From Intern to VP: Meet Baidu's Head of Mobile

August 25, 2013

Baidu VP Li Mingyuan

Li Mingyuan, vice president and general manager of the mobile & cloud business unit at Baidu Inc., explains Light App at Baidu World 2013 in Beijing on Aug. 22, 2013. Source: Baidu Inc. via Bloomberg

For Baidu, a company where the average age of its 21,000 employees is 26, promoting a 29-year-old to vice president may not seem like a big deal. Mark Zuckerberg, after all, is that age.

But Li Mingyuan, who began at the company in 2004 as an intern, last month became the youngest vice president ever of China's largest search engine. And he's taking on no small task: head of the mobile and cloud division for a company worth $49 billion.

Baidu is betting that Li's new face will lead the company into the next era as competition heats up with Tencent Holdings and Alibaba Group Holding.

“Li Mingyuan has proven to be a person of vision,” said Lucy Zhang, a Beijing-based analyst at Internet consulting group IResearch. “The past strategies that he did have proven to be the right direction that the company needs to head toward.”

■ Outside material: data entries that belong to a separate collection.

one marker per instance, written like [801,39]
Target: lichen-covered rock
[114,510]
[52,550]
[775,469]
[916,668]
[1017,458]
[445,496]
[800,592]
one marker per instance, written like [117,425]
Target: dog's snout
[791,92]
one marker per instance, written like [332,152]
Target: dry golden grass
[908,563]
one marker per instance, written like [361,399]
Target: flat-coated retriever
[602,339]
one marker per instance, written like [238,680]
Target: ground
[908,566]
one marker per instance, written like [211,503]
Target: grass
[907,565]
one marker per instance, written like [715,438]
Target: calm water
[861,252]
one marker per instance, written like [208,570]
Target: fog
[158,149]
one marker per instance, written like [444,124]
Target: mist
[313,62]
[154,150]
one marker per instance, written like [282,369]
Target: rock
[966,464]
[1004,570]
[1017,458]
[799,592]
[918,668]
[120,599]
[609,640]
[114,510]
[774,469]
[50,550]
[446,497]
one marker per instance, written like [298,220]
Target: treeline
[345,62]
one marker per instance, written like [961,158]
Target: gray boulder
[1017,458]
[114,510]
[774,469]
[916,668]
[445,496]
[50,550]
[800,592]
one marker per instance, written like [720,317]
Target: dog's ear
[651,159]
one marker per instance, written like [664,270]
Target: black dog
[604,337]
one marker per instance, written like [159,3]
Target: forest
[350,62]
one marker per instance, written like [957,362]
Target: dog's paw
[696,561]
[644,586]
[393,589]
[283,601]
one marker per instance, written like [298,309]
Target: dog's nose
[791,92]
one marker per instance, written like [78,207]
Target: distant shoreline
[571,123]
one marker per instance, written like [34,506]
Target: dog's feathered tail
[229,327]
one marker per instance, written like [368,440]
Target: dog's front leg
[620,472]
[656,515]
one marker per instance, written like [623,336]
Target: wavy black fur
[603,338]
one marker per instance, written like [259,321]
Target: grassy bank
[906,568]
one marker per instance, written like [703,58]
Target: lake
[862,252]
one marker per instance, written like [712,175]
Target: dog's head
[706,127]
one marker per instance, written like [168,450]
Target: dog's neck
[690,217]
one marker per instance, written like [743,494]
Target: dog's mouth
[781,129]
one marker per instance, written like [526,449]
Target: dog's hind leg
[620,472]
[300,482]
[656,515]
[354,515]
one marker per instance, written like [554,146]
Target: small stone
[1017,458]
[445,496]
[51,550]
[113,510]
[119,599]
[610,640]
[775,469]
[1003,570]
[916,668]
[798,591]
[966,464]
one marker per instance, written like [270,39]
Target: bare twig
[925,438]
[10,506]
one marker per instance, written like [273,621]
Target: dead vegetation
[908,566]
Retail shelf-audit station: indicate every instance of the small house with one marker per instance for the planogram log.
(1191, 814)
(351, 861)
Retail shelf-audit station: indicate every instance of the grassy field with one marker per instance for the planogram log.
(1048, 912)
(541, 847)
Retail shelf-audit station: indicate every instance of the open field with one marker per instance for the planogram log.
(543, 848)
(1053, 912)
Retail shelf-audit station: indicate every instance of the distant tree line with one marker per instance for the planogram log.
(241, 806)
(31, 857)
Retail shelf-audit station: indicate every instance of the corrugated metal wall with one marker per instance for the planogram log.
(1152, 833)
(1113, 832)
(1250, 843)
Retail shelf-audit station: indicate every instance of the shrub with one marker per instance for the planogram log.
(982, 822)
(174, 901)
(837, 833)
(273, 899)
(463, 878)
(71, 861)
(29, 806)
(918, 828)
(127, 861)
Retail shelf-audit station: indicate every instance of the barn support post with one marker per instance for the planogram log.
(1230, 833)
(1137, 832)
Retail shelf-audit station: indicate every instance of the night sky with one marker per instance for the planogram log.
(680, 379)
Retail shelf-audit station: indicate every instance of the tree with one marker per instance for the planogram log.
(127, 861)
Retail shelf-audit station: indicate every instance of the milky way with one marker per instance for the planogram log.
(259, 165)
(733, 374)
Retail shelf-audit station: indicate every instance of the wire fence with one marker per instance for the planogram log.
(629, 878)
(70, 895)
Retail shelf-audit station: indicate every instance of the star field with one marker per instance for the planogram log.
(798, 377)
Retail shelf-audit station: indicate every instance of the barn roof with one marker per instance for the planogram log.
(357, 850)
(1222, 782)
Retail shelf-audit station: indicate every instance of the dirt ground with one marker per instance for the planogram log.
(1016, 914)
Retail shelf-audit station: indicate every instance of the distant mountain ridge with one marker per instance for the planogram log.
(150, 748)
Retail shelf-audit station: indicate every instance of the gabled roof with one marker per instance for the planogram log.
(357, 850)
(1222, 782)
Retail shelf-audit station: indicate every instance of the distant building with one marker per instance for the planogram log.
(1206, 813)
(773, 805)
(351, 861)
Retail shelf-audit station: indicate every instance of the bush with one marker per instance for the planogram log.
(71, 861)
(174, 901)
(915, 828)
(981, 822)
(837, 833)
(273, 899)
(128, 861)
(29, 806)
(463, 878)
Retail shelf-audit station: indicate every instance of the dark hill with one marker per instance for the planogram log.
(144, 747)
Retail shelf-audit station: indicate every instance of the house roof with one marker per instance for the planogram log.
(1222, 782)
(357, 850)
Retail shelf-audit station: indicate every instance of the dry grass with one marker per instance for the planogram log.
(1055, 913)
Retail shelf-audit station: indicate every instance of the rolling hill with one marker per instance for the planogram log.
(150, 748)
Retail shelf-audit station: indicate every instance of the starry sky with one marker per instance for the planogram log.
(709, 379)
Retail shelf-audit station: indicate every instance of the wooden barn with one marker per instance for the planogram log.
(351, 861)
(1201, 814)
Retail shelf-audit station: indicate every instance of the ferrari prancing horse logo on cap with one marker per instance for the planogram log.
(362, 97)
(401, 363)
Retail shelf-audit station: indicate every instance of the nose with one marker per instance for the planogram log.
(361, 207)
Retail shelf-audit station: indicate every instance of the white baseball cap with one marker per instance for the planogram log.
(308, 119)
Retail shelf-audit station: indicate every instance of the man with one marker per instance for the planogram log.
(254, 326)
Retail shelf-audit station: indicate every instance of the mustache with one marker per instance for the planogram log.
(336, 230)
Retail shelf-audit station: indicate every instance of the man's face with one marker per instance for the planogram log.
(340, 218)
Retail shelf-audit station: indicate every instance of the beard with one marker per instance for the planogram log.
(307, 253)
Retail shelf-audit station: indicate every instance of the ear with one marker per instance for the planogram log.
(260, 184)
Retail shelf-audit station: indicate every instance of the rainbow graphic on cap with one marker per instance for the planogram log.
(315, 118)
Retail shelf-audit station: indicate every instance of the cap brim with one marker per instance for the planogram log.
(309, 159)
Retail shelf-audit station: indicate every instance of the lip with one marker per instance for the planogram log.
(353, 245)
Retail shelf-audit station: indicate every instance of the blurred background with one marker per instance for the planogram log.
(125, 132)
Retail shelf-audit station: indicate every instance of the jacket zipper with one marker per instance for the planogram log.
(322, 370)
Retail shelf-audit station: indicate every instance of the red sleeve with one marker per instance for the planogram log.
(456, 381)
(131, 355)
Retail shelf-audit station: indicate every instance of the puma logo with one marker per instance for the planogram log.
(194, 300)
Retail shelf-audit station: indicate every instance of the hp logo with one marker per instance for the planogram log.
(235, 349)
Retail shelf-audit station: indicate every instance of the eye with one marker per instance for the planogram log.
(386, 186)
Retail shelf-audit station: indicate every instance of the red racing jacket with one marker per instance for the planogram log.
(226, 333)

Li last week revealed plans to boost Baidu's mobile market share by providing users access to so-called "lite apps" that don't need to be downloaded on its mobile search platform. The lite apps are mostly provided by third party developers and now include services for calling cabs, entertainment and health care.

Baidu has about a dozen lite apps and will encourage developers to explore more sectors including finance, said Li. The company will also set up revenue-sharing models with the developers in the future, said Li.

The executive, who isn’t related to Baidu Chairman and Chief Executive Officer Robin Li, was the first product manager of Tieba, which was the biggest online forum in China. Li was promoted to senior product marketing manager at the age of 22 and general manager of e-commerce in 2007.

Li graduated from the Communication University of China and holds an MBA from China Europe International Business School.

“Back in 2004, I bumped into Li Mingyuan on the bus one day and he told me, ‘I just joined this company called Baidu,’” said Wang Zheng, a teacher at Communication University of China, who was a student adviser. “Even back then, you could tell that he was very decisive and had a lot going on in his mind.”